Phylogenetic analyses of combined chloroplast and nuclear DNA sequences revealed the need to revise the circumscription of the traditional Amblystegiaceae that was defined by features that are highly correlated with environment rather than genetic lineages (Vanderpoorten et al. 2002a). The traditional Amblystegiaceae was shown to comprise two groups separated in DNA phylogenies by other families (Vanderpoorten et al. 2002a, b; Sheng et al. 2020). One of these groups has been recognised as a more narrowly circumscribed Amblystegiaceae (Vanderpoorten et al. 2002b) and this narrower circumscription of the Amblystegiaceae is followed here. In addition to traditional Amblystegiaceae genera this new circumscription of Amblystegiaceae includes the Vittiaceae (Vanderpoorten et al. 2003) and Anacamptodon, which has been included in the Fabroniaceae and has several sporophytic characters that differ from the remaining Amblystegiaceae that are correlated with an epiphytic occurrence (rather than marsh typical of other Amblystegiaceae), such as erect straight capsules, and a peristome with reflexed exostome teeth when dry and a low basal membrane to the endostome (Vanderpoorten et al. 2002a, 2002b). The other group has been recognised as the Calliergonaceae, which in Victoria includes the genera Sarmentypnum and Warnstorfia (Vanderpoorten et al. 2002b). Apparently this new narrowly circumscribed Amblystegiaceae is without morphological characters that are shared by all taxa and can distinguish this family from related families (Vanderpoorten et al. 2002b). However, all Victorian species possess the following combination of characters: a single or rarely double costa, a conic operculum, curved cylindric capsule that is inclined to horizontal and has a ‘perfect’ peristome consisting of well-formed exostome teeth and distinct endostome segments with a high basal membrane and cilia.
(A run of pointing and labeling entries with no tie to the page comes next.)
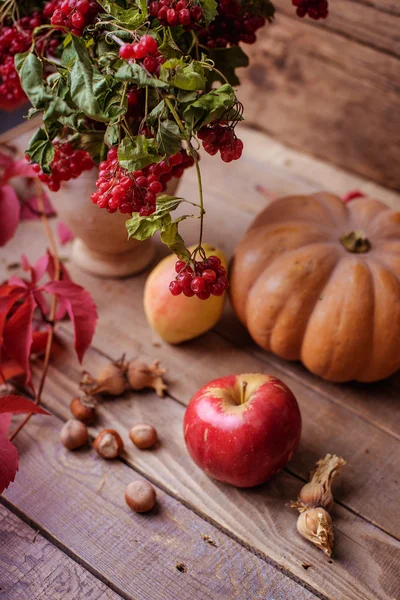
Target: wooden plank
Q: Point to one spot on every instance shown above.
(32, 568)
(327, 95)
(372, 24)
(78, 500)
(258, 516)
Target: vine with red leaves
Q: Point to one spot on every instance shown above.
(29, 310)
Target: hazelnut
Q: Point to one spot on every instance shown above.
(143, 435)
(74, 434)
(82, 412)
(140, 496)
(109, 443)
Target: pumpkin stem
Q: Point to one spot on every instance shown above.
(356, 241)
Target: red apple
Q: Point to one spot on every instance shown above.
(242, 429)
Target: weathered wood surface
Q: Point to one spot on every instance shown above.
(77, 499)
(31, 567)
(367, 556)
(331, 89)
(257, 517)
(373, 23)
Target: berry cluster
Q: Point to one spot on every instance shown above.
(208, 277)
(14, 39)
(217, 136)
(234, 23)
(145, 50)
(67, 164)
(72, 14)
(177, 12)
(316, 9)
(118, 189)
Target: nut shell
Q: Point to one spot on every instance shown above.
(81, 411)
(140, 496)
(143, 435)
(108, 444)
(74, 434)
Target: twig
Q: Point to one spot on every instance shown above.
(53, 307)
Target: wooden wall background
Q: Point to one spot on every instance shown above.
(331, 88)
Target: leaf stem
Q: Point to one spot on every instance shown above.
(53, 307)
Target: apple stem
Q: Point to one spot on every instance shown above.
(243, 392)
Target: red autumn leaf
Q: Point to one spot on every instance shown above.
(9, 369)
(8, 452)
(17, 334)
(5, 422)
(8, 462)
(81, 310)
(65, 235)
(39, 342)
(38, 270)
(18, 405)
(9, 213)
(30, 208)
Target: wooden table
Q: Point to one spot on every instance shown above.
(65, 530)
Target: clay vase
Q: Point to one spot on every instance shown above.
(101, 244)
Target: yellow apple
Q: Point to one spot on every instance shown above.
(178, 318)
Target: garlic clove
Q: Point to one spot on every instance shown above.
(142, 376)
(317, 492)
(111, 380)
(315, 524)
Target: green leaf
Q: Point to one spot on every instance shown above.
(82, 81)
(227, 60)
(157, 113)
(169, 48)
(166, 204)
(210, 9)
(30, 72)
(141, 228)
(264, 8)
(211, 107)
(171, 238)
(136, 74)
(88, 86)
(188, 77)
(137, 153)
(92, 142)
(41, 150)
(131, 17)
(168, 138)
(111, 135)
(59, 110)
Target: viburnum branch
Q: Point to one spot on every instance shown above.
(193, 154)
(53, 307)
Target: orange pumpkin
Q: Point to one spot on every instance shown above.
(318, 280)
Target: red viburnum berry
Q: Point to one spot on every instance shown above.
(207, 278)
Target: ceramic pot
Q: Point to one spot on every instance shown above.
(101, 244)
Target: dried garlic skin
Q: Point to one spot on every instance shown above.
(317, 492)
(141, 376)
(315, 500)
(315, 524)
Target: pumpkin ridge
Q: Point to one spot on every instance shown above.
(318, 295)
(391, 357)
(266, 267)
(359, 373)
(328, 347)
(292, 256)
(284, 257)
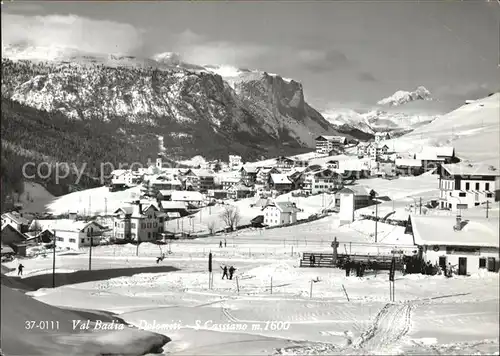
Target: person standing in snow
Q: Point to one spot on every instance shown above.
(224, 271)
(20, 270)
(231, 272)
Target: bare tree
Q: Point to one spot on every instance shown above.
(211, 227)
(231, 216)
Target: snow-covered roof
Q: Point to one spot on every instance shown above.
(406, 162)
(250, 169)
(428, 156)
(202, 172)
(12, 228)
(283, 206)
(472, 169)
(262, 202)
(360, 190)
(15, 217)
(280, 179)
(434, 153)
(230, 179)
(332, 138)
(438, 230)
(187, 196)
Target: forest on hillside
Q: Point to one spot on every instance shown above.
(31, 135)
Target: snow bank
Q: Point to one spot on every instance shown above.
(278, 271)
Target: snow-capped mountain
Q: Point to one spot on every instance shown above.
(402, 97)
(191, 106)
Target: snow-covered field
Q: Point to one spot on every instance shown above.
(246, 315)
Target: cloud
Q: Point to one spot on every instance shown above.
(69, 31)
(366, 77)
(322, 60)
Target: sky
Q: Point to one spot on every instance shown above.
(347, 54)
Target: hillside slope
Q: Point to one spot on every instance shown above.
(472, 129)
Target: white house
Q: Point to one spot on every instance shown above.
(468, 245)
(16, 220)
(234, 161)
(381, 136)
(325, 144)
(464, 185)
(73, 234)
(280, 213)
(228, 182)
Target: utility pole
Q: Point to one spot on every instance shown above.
(376, 220)
(54, 262)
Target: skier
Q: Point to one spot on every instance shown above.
(224, 272)
(20, 270)
(231, 272)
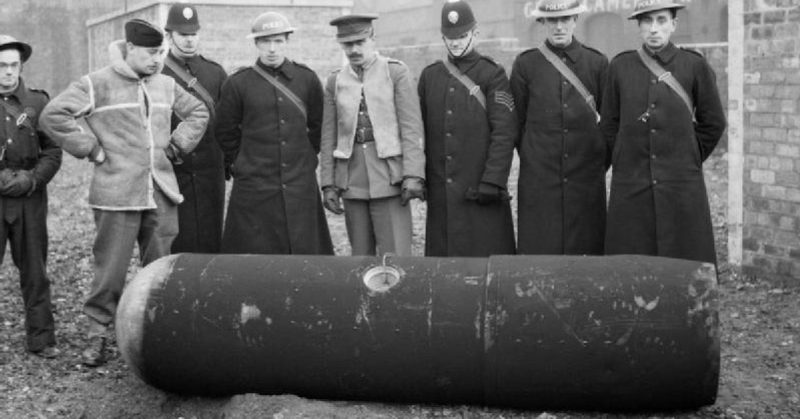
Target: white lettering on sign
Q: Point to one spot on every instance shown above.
(595, 6)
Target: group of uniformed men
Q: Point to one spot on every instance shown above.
(164, 142)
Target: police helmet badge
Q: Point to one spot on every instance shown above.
(453, 17)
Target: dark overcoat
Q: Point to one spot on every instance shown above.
(658, 204)
(562, 192)
(23, 219)
(200, 174)
(465, 145)
(275, 206)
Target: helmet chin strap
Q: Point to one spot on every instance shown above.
(464, 51)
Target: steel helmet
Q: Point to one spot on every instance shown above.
(647, 6)
(268, 24)
(9, 42)
(557, 8)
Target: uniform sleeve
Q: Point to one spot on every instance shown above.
(709, 112)
(609, 112)
(315, 111)
(59, 120)
(504, 130)
(329, 133)
(519, 89)
(409, 118)
(227, 128)
(49, 159)
(194, 115)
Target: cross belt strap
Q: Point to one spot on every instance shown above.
(192, 83)
(474, 89)
(572, 78)
(667, 77)
(283, 89)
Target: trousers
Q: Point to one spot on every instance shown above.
(117, 233)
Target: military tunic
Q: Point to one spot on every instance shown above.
(562, 193)
(23, 219)
(466, 145)
(201, 174)
(658, 203)
(275, 205)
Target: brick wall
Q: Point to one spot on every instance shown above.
(771, 231)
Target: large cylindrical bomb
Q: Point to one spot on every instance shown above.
(609, 333)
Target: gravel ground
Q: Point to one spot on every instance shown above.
(760, 323)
The placement of the genus Sanionia requires further investigation. It has been traditionally included in the Amblystegiaceae based on morphology, but conflicting placements are recovered in phylogenies of DNA sequences. Sanionia does not appear to belong to either Amblystegiaceae or the Calliergonaceae in phylogenies incorporating a large number of Hypnalean and traditional Amblystegiaceae species but based on few DNA regions (Vanderpoorten et al. 2002a, 2003), however, in phylogenies of entire chloroplast genomes of a few hypnalean species including some Amblystegiaceae and Calliergonaceae species, Sanionia groups with the Amblystegiaceae (Sheng et al. 2020). For this reason, Sanionia is retained within the Amblystegiaceae here.
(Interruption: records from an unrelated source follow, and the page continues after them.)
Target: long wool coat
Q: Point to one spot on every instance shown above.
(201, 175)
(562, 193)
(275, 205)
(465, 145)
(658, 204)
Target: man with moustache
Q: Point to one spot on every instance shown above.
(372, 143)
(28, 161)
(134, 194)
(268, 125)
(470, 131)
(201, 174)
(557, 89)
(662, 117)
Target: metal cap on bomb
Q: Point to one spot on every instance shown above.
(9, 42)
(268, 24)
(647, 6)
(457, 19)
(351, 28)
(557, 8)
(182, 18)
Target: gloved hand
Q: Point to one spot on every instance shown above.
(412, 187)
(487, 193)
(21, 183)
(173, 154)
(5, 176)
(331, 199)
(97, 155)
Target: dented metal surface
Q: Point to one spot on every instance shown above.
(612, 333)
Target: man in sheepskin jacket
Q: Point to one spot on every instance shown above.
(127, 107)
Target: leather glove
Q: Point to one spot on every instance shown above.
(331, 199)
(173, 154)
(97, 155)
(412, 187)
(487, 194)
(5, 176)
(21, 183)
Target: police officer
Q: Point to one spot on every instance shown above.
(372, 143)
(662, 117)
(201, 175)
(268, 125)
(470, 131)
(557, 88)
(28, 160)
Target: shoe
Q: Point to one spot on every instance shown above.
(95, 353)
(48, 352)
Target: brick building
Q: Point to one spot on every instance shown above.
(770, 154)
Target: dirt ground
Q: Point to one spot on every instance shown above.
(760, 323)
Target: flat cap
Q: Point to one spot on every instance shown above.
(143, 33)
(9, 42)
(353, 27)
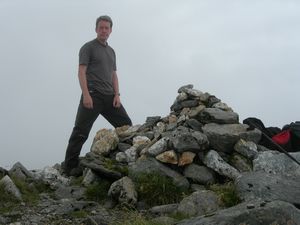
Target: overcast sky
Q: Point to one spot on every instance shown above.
(244, 52)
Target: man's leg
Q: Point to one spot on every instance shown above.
(83, 125)
(116, 116)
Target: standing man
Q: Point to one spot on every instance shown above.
(100, 93)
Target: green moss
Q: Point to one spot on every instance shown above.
(226, 193)
(76, 181)
(79, 214)
(114, 165)
(156, 189)
(178, 216)
(7, 201)
(30, 195)
(134, 218)
(98, 191)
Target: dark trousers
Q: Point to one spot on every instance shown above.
(85, 118)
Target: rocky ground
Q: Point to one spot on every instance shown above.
(198, 165)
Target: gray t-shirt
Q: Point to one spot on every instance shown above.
(100, 60)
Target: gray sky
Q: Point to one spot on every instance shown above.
(244, 52)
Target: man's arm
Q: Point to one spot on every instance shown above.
(87, 99)
(117, 101)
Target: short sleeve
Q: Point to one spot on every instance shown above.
(84, 55)
(115, 61)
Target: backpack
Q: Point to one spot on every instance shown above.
(295, 135)
(283, 139)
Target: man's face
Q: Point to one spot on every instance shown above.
(103, 30)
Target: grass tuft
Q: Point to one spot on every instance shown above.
(98, 191)
(156, 189)
(227, 194)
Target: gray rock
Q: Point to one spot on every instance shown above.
(269, 187)
(277, 212)
(199, 203)
(163, 209)
(189, 103)
(223, 106)
(123, 191)
(101, 170)
(246, 148)
(199, 174)
(163, 220)
(50, 176)
(241, 163)
(131, 154)
(121, 157)
(276, 162)
(123, 146)
(215, 115)
(194, 124)
(193, 93)
(148, 165)
(19, 171)
(223, 137)
(10, 187)
(185, 141)
(158, 147)
(105, 141)
(185, 87)
(71, 192)
(214, 161)
(89, 178)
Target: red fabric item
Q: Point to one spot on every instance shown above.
(282, 138)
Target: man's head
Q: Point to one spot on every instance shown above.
(104, 18)
(103, 28)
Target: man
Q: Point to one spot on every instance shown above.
(100, 93)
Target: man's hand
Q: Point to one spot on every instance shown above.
(87, 101)
(117, 101)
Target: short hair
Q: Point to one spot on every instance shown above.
(104, 18)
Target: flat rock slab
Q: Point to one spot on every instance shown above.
(269, 187)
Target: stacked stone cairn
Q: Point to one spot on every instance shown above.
(201, 142)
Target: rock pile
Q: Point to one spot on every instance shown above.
(200, 143)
Sheng, W.; Yue, X.-R.; Li, N.; Liu, Y.; Wu, Y.-H. (2020). Comparison of eight complete plastid genomes from three moss families Amblystegiaceae, Calliergonaceae and Pylaisiaceae. Mitochondrial DNA Part B 5: 3091–3093.
Vanderpoorten, A.; Goffinet, B.; Hedenäs, L.; Cox, C.J.; Shaw, A.J. (2003). A taxonomic reassessment of the Vittiaceae (Hypnales, Bryopsida): evidence from phylogenetic analyses of combined chloroplast and nuclear sequence data. Plant Systematics and Evolution 241: 1–12.
Vanderpoorten, A.; Hedenäs, L.; Cox, C.J.; Shaw, A.J. (2002a). Phylogeny and morphological evolution of the Amblystegiaceae (Bryopsida). Molecular Phylogenetics and Evolution 23: 1–21.
Vanderpoorten, A.; Hedenäs, L.; Cox, C.J.; Shaw, A.J. (2002b). Circumscription, classification and taxonomy of Amblystegiaceae (Bryopsida) inferred from nuclear and chloroplast DNA sequence data and morphology. Taxon 51: 115–122.